For as long as I can remember, it’s been chic to hate on Comic Sans. The font is aesthetically, absolutely terrible, though if you ask font designer and creater Vincent Connare, it’s “the best font in the world”. I might disagree (because I’m a Helvetica fan) but you know who doesn’t? Anyone with the learning disability dyslexia.
The font, which was released in 1994, is based on John Costanza’s lettering from The Dark Knight Returns comic book. Times New Roman seemed far too formal for a speech bubbles, and so Comic Sans came to be.
“Comic Sans was NOT designed as a typeface but as a solution to a problem with the often overlooked part of a computer program’s interface, the typeface used to communicate the message,” Connare says on his website. “The inspiration came at the shock of seeing Times New Roman used in an inappropriate way.”
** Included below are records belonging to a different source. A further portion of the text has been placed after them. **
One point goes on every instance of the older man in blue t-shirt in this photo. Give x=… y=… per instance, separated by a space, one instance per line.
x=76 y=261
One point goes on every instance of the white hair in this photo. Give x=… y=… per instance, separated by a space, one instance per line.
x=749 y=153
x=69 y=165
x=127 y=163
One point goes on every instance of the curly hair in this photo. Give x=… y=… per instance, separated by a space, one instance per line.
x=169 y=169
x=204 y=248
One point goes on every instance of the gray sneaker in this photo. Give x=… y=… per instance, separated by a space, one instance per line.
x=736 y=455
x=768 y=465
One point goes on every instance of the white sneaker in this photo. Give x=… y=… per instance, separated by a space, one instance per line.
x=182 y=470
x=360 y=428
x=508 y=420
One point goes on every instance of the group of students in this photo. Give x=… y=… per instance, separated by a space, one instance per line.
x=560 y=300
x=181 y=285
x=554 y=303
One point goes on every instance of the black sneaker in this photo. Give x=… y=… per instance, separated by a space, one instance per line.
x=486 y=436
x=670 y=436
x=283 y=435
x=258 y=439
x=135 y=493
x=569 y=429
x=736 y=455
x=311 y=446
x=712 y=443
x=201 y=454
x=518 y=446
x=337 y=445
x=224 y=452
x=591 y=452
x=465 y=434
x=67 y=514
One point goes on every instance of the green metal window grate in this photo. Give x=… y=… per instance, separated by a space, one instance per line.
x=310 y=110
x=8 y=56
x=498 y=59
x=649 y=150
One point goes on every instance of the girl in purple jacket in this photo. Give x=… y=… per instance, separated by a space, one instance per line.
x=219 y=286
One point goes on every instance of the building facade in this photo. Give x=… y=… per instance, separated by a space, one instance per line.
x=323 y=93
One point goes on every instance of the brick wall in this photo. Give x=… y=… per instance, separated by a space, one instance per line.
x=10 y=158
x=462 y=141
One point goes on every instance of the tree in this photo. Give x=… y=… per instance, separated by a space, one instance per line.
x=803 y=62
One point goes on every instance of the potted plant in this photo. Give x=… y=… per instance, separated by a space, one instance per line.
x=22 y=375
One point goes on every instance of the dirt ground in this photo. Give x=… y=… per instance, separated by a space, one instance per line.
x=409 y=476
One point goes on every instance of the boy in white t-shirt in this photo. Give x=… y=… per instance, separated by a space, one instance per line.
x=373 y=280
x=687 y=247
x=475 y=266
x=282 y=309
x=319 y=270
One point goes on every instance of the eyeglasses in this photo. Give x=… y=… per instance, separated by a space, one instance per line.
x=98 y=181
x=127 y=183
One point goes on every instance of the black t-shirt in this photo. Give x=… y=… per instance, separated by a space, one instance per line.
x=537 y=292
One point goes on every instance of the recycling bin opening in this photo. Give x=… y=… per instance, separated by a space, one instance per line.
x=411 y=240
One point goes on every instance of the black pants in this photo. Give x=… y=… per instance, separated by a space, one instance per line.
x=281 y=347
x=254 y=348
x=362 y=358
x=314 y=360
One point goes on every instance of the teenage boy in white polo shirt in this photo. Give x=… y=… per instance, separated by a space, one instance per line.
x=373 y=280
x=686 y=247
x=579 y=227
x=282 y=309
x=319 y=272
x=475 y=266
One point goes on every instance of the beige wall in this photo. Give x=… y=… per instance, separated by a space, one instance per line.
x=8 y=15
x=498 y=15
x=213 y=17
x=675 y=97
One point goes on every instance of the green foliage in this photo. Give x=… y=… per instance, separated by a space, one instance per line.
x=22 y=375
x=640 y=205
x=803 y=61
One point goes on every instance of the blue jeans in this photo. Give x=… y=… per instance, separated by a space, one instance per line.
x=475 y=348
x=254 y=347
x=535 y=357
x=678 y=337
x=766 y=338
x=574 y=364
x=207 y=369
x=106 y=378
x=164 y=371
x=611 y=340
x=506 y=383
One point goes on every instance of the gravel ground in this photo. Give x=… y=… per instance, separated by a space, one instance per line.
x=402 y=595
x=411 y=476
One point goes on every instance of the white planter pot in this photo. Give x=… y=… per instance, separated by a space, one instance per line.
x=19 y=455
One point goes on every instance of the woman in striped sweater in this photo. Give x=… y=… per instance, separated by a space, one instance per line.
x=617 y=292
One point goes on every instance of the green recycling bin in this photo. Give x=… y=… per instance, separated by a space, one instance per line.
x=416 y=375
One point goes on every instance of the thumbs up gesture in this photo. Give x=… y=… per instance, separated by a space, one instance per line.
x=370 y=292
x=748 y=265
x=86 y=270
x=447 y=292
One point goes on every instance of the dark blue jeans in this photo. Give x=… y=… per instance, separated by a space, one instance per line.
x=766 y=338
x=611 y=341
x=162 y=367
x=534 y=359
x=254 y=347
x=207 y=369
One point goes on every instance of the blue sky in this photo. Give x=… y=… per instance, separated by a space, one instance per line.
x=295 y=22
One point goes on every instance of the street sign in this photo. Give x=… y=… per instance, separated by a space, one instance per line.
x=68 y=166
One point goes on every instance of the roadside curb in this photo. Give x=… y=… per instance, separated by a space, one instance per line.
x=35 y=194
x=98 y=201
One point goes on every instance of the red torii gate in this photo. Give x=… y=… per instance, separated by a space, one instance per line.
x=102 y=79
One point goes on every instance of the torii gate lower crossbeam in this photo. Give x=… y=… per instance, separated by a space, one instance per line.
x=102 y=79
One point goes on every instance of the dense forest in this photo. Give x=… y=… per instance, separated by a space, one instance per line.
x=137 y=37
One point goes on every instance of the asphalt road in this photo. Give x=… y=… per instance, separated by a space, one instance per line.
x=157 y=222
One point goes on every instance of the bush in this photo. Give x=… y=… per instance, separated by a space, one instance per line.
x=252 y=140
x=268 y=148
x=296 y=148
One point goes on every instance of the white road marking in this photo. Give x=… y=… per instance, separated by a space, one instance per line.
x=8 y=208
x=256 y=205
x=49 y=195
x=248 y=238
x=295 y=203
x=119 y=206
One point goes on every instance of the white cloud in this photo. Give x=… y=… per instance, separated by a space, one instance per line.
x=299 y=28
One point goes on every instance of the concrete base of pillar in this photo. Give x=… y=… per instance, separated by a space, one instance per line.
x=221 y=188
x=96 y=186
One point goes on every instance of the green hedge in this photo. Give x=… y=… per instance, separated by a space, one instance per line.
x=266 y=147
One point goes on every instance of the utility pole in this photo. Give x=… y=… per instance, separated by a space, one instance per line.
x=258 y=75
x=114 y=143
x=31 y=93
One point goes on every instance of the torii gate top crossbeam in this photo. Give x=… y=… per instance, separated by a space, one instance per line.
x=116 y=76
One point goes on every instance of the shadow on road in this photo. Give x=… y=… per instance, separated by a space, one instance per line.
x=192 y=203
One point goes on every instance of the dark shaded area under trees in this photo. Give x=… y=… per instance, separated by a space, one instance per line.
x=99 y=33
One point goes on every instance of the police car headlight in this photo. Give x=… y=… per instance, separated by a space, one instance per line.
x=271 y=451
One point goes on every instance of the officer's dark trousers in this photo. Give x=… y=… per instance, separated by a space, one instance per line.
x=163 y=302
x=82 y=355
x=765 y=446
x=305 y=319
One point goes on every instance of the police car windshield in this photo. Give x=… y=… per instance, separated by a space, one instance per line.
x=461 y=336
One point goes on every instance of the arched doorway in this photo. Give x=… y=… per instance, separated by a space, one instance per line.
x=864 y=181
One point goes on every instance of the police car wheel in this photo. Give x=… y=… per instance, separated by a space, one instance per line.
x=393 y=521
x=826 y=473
Despite its comic origin story, Comic Sans has been hugely instrumental in other ways, specifically, helping those with the learning disorder dyslexia. In an article for The Establishment, Lauren Hudgins recounts just how beneficial the font has been to her sister Jessica, but Jessica isn’t alone: it’s estimated that one in ten Americans have dyslexia, with statistics on school-aged children reporting one in five.
That’s one in five children that have to work that much harder to do the same assignments – but it’s not just children. In Hudgins’ article, her sister describes difficulty in higher level classes:
The lecturer printed out these handouts in Times New Roman. Everyone’s like, ‘Oh my god. This is so easy!’ I handed him the thing back and I was like, ‘It’s not that your instructions are difficult, I cannot read them. I’ve nearly cried three times during this.’ What I did is I eventually downloaded the handout, blew it up to 16 point font, turned the paper green, and turned it into Comic Sans.
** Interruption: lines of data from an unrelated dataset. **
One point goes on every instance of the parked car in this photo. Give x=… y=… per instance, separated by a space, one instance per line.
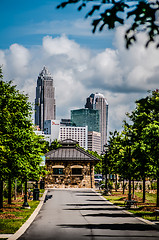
x=98 y=178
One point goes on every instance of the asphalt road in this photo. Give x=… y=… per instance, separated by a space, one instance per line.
x=82 y=214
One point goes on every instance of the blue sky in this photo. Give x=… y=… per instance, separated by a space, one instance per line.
x=34 y=33
x=26 y=22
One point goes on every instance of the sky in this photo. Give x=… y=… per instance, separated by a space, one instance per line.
x=35 y=34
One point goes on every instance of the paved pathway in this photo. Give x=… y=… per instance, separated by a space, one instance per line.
x=82 y=214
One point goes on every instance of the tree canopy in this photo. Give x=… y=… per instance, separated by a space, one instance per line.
x=20 y=147
x=140 y=15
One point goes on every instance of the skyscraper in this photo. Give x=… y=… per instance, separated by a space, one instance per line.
x=86 y=117
x=98 y=101
x=45 y=108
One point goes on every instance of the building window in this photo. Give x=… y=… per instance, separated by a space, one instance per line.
x=58 y=171
x=76 y=171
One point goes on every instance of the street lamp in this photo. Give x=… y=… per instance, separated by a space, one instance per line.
x=129 y=152
x=106 y=148
x=25 y=204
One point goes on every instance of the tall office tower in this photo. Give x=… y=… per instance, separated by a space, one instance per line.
x=45 y=108
x=94 y=142
x=86 y=117
x=98 y=101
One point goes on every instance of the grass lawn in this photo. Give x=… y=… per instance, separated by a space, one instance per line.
x=13 y=216
x=145 y=210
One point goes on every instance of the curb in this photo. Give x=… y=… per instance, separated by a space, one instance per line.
x=125 y=211
x=24 y=227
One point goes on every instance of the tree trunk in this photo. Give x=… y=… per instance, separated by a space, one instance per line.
x=157 y=204
x=1 y=193
x=22 y=189
x=143 y=198
x=15 y=190
x=133 y=189
x=116 y=183
x=9 y=190
x=129 y=195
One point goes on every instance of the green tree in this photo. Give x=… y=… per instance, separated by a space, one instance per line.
x=145 y=120
x=111 y=13
x=20 y=148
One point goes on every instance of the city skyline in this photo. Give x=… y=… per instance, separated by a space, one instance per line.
x=34 y=34
x=45 y=107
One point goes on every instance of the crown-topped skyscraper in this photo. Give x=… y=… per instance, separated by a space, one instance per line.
x=98 y=101
x=45 y=108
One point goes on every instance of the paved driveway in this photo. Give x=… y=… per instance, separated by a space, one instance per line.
x=82 y=214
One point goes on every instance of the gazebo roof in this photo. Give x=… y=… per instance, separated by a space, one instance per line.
x=69 y=151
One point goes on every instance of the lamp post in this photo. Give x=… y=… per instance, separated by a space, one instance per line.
x=25 y=204
x=129 y=155
x=106 y=148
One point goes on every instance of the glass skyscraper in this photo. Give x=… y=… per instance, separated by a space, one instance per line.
x=86 y=117
x=45 y=108
x=98 y=102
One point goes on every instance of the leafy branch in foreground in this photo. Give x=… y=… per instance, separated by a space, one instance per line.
x=143 y=14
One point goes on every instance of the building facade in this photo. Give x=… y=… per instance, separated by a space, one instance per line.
x=55 y=130
x=45 y=108
x=94 y=142
x=86 y=117
x=70 y=167
x=98 y=102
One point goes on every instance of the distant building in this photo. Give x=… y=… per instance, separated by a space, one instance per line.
x=45 y=108
x=98 y=102
x=86 y=117
x=94 y=142
x=66 y=122
x=55 y=130
x=79 y=134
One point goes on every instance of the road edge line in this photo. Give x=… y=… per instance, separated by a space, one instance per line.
x=24 y=227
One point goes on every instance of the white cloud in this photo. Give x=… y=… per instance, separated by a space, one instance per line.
x=121 y=75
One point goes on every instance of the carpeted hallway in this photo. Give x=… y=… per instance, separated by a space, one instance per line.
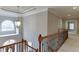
x=71 y=44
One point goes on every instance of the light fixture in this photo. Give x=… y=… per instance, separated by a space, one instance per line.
x=74 y=8
x=18 y=22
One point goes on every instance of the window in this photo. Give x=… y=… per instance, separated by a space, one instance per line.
x=71 y=26
x=9 y=42
x=7 y=25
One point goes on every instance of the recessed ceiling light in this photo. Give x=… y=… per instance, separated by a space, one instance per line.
x=74 y=8
x=68 y=15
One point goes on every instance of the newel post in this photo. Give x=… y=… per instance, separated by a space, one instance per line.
x=40 y=41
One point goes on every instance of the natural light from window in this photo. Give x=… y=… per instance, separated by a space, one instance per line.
x=7 y=25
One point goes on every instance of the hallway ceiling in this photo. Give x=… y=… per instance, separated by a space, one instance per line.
x=65 y=12
x=60 y=11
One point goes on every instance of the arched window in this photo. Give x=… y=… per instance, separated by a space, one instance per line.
x=9 y=42
x=7 y=25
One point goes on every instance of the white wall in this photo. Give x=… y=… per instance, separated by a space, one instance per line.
x=15 y=37
x=54 y=23
x=33 y=25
But it’s not just about getting the work completed, it’s also about acceptance within submitted work. When people ask Jessica why she doesn’t begin her assignments in Comic Sans and hand in her papers in Times New Roman:
Have you ever tried to format a scientific paper when you have to get everything lined up so specifically? You’ve got all of your legends that have to go underneath your figures. 12 points in Comic Sans is not 12 points in Arial is not 12 points in Times New Roman. You can spend hours formatting your paper in Comic Sans and then turn it into 12 point Arial and it will mess up everything.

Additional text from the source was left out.